Gordon & Gotch (1854) was the first agency in Melbourne of an industry which over time has not only created advertisements but has supported Melbourne's media outlets and helped establish a consumer culture. Most advertising appeared in the press, although outdoor advertising, pamphlets, and gimmicks or stunts also proved popular. Originally selling newspaper space, agents gradually expanded and offered to create and insert advertisements. Hugh Paton's Advertising Service (1904) was the first of such agencies in Melbourne.

The industry's disordered state was exploited, as agents overcharged clients and advertisers made false claims. To gain credibility, moves were made to regulate the industry. An Australian Advertisers' Association was first mooted in 1911. Two years later the Victorian Advertising Club emerged as the nation's first advertising organisation. Following a 1918 advertising convention, other States organised similar bodies. Melbourne hosted conventions in 1921 and 1925, and by 1930 Melbourne agencies viewed Sydney as the nation's premier advertising city.

Advertising expenditure plummeted during the depression, causing an upsurge in false advertising. State Parliament outlawed such advertising in 1932 in the first Act of its type in Australia. Radio advertising also emerged in the 1930s, its popularity growing rapidly from World War II. Working together as the War Effort Publicity Board, agencies in Melbourne and Sydney successfully waged the Commonwealth's propaganda campaign using all sections of the media.

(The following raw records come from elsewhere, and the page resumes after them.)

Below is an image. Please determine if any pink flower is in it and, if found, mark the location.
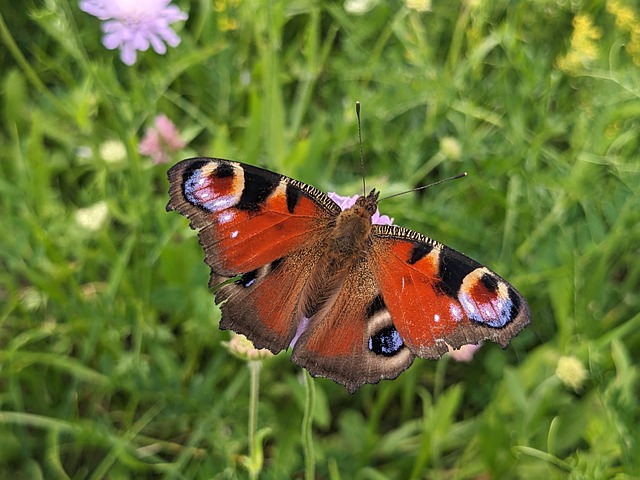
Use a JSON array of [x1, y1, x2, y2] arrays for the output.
[[447, 342, 482, 362], [80, 0, 188, 65], [329, 192, 393, 225], [138, 115, 186, 164]]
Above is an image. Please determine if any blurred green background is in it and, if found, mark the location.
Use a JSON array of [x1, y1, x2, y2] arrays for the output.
[[0, 0, 640, 479]]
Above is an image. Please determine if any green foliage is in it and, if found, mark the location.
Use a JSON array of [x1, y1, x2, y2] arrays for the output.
[[0, 0, 640, 479]]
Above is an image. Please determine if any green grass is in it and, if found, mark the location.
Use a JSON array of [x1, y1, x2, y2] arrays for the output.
[[0, 0, 640, 480]]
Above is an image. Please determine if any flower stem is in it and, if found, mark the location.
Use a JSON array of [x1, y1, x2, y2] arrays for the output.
[[249, 360, 261, 459], [302, 370, 316, 480]]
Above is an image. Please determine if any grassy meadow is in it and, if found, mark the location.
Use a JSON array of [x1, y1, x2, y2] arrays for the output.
[[0, 0, 640, 480]]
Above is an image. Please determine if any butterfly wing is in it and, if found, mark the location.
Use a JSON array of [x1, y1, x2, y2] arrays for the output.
[[167, 158, 340, 352], [291, 257, 415, 393], [370, 225, 531, 358]]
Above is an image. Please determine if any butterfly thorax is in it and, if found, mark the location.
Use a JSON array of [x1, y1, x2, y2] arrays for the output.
[[327, 190, 379, 260], [302, 191, 378, 318]]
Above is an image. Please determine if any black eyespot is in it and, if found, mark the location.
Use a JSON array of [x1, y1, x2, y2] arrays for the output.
[[480, 273, 498, 293], [408, 242, 433, 265], [369, 326, 404, 357]]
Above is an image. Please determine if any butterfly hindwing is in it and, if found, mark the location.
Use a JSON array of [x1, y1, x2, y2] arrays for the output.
[[167, 158, 340, 277], [371, 225, 530, 358], [292, 258, 414, 393], [167, 158, 530, 392]]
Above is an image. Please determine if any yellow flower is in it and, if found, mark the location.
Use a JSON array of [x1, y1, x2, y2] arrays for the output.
[[607, 0, 638, 32], [75, 201, 109, 232], [556, 13, 602, 74], [607, 0, 640, 66], [222, 333, 273, 362]]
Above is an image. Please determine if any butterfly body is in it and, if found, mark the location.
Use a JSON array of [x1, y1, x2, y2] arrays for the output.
[[167, 158, 530, 392]]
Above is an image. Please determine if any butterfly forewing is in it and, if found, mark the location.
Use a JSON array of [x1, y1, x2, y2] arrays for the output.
[[371, 225, 530, 358], [167, 158, 530, 392]]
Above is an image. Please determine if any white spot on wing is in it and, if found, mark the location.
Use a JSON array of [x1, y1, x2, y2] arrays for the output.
[[289, 316, 309, 348], [218, 210, 235, 224], [449, 304, 462, 322]]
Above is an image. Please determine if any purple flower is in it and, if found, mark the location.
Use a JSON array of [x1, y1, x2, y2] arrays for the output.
[[80, 0, 188, 65], [329, 192, 393, 225], [138, 115, 186, 164]]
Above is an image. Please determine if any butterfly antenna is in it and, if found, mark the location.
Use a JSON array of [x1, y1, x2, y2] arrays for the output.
[[379, 172, 467, 202], [356, 101, 367, 197]]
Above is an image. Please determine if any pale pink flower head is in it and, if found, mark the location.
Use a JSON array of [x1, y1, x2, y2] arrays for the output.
[[138, 115, 186, 164], [80, 0, 188, 66], [329, 192, 393, 225]]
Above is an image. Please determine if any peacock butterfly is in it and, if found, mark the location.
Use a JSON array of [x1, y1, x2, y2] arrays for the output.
[[167, 143, 531, 393]]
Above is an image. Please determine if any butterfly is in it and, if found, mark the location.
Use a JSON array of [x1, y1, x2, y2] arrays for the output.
[[167, 158, 531, 393]]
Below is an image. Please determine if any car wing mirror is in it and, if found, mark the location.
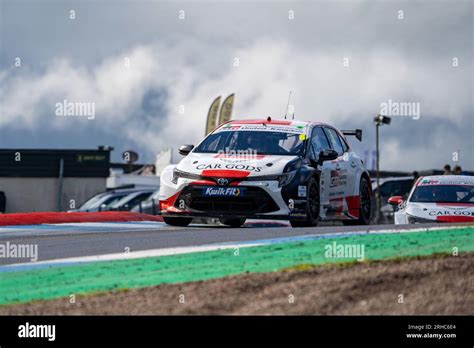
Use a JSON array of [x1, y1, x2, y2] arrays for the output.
[[388, 196, 403, 208], [178, 145, 194, 156], [318, 149, 339, 164]]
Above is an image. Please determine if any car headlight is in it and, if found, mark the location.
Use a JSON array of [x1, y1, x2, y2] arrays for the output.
[[171, 168, 201, 184], [278, 170, 296, 187], [407, 215, 436, 224]]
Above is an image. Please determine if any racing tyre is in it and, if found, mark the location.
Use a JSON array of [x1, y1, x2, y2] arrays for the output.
[[290, 177, 321, 227], [219, 218, 245, 228], [163, 216, 193, 227], [342, 178, 372, 226]]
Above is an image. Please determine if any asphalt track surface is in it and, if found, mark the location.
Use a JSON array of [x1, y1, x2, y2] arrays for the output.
[[0, 220, 456, 265]]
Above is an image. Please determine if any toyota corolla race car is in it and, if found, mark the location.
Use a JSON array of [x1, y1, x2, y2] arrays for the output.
[[159, 117, 371, 227], [388, 175, 474, 224]]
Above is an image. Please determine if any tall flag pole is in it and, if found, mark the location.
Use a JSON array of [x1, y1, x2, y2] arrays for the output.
[[217, 93, 234, 125], [205, 96, 221, 135]]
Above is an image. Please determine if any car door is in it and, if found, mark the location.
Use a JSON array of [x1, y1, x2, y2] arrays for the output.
[[324, 127, 353, 217], [310, 126, 335, 218]]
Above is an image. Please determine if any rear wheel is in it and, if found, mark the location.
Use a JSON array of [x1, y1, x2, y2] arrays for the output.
[[342, 177, 372, 226], [163, 216, 193, 227], [290, 177, 320, 227], [219, 218, 245, 228]]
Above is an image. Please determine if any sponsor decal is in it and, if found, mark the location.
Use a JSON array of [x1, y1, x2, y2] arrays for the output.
[[196, 163, 263, 173], [329, 169, 347, 187], [216, 123, 304, 134], [217, 178, 229, 186], [298, 186, 306, 197], [202, 187, 245, 197]]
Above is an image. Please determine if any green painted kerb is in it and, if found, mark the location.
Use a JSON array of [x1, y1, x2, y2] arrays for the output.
[[0, 227, 474, 304]]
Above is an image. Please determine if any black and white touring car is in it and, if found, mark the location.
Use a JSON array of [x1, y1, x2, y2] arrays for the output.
[[159, 117, 371, 227]]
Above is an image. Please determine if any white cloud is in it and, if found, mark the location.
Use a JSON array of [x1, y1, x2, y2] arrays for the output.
[[0, 38, 473, 169]]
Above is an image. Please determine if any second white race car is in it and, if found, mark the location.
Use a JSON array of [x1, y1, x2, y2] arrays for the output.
[[388, 175, 474, 225], [159, 117, 372, 227]]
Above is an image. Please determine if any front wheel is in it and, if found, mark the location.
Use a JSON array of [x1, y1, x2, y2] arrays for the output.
[[219, 218, 245, 228], [163, 216, 193, 227], [290, 177, 320, 227]]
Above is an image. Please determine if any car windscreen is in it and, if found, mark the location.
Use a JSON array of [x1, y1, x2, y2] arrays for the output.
[[193, 130, 305, 156], [410, 185, 474, 204]]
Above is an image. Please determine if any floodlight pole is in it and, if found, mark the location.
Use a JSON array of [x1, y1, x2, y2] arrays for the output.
[[375, 121, 381, 223]]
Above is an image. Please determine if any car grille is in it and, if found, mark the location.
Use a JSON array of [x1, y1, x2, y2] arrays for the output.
[[175, 186, 279, 214]]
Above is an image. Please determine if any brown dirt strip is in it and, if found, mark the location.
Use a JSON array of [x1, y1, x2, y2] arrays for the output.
[[0, 253, 474, 315]]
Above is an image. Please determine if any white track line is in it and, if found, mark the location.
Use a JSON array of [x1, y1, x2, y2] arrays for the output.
[[0, 226, 469, 271]]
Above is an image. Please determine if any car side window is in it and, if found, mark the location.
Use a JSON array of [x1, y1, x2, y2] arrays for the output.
[[324, 128, 344, 156], [338, 134, 349, 152], [311, 127, 331, 158]]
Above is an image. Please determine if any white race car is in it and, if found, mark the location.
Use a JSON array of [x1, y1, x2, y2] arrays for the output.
[[388, 175, 474, 224], [159, 117, 371, 227]]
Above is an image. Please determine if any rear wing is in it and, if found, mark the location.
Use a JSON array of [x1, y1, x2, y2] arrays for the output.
[[341, 129, 362, 141]]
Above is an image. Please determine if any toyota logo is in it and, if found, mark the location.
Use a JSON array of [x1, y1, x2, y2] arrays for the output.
[[217, 178, 229, 186]]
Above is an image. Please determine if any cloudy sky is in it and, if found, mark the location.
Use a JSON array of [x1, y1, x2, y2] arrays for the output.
[[0, 0, 474, 170]]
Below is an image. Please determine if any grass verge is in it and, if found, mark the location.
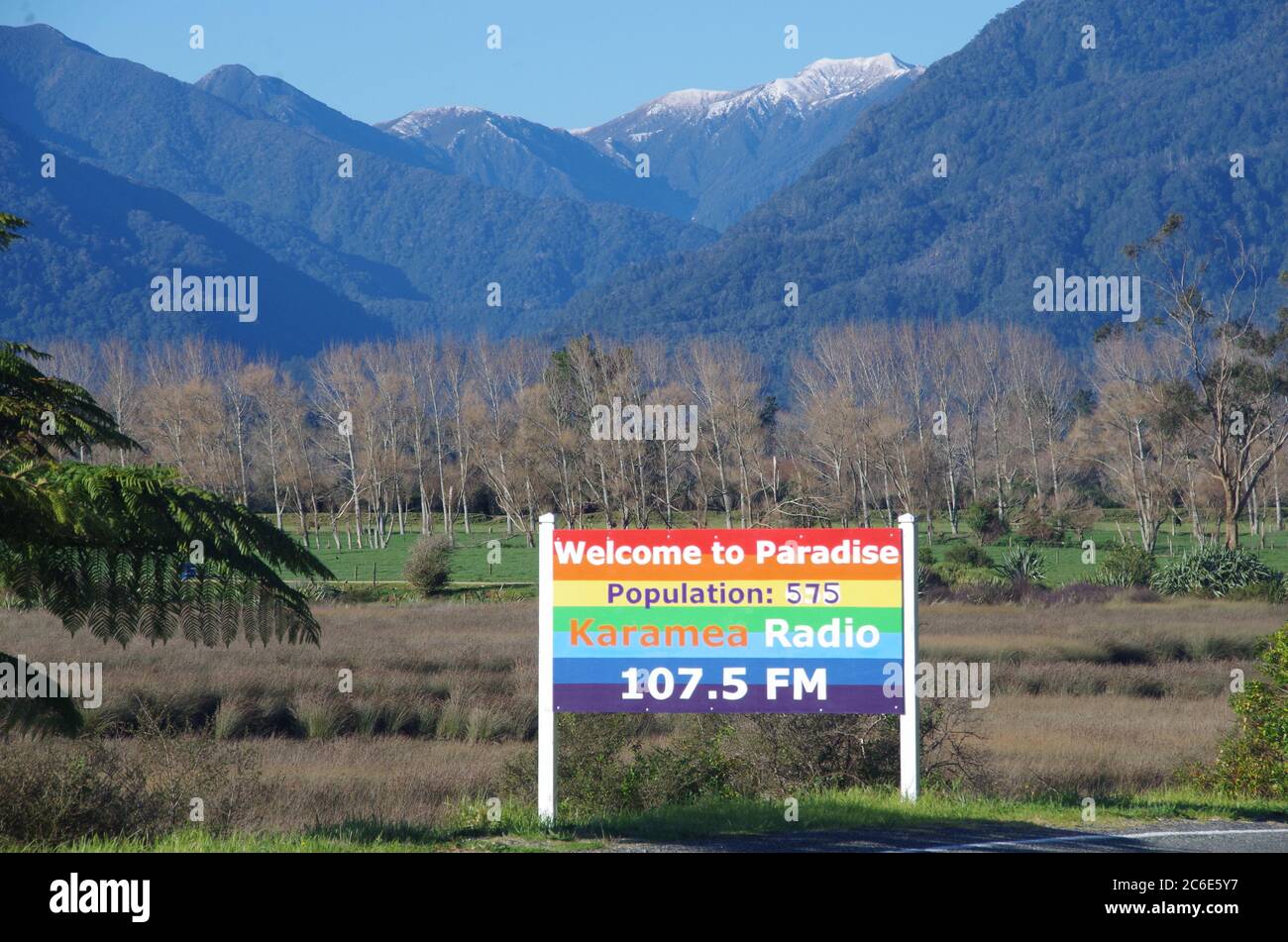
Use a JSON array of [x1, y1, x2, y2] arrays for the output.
[[12, 788, 1288, 853]]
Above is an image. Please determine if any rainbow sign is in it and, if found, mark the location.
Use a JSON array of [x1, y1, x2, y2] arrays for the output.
[[542, 528, 905, 713]]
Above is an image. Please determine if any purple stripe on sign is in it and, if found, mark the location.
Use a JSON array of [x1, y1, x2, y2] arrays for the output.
[[554, 683, 903, 713]]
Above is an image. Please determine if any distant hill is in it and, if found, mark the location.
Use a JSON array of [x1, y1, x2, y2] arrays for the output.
[[376, 107, 697, 219], [561, 0, 1288, 353], [0, 26, 713, 344], [575, 52, 923, 229], [0, 119, 390, 357]]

Postwar prosperity and the emergence of television stimulated greater advertising activity and the industry flourished accordingly. Clemenger and Monahan-Dayman-Adams proved particularly successful Melbourne-based agencies. With agencies following clients globally and television stations networking nationally, Melbourne's advertising industry increasingly faced mergers and takeovers from interstate and abroad. While Clemenger joined forces with an American group to become the renowned Clemenger-BBDO agency, Monahan-Dayman-Adams' merger with Sydney's Mojo proved less successful. Like the Paton Advertising Service before it, Monahan-Dayman-Adams did not retain its identity and disappeared entirely.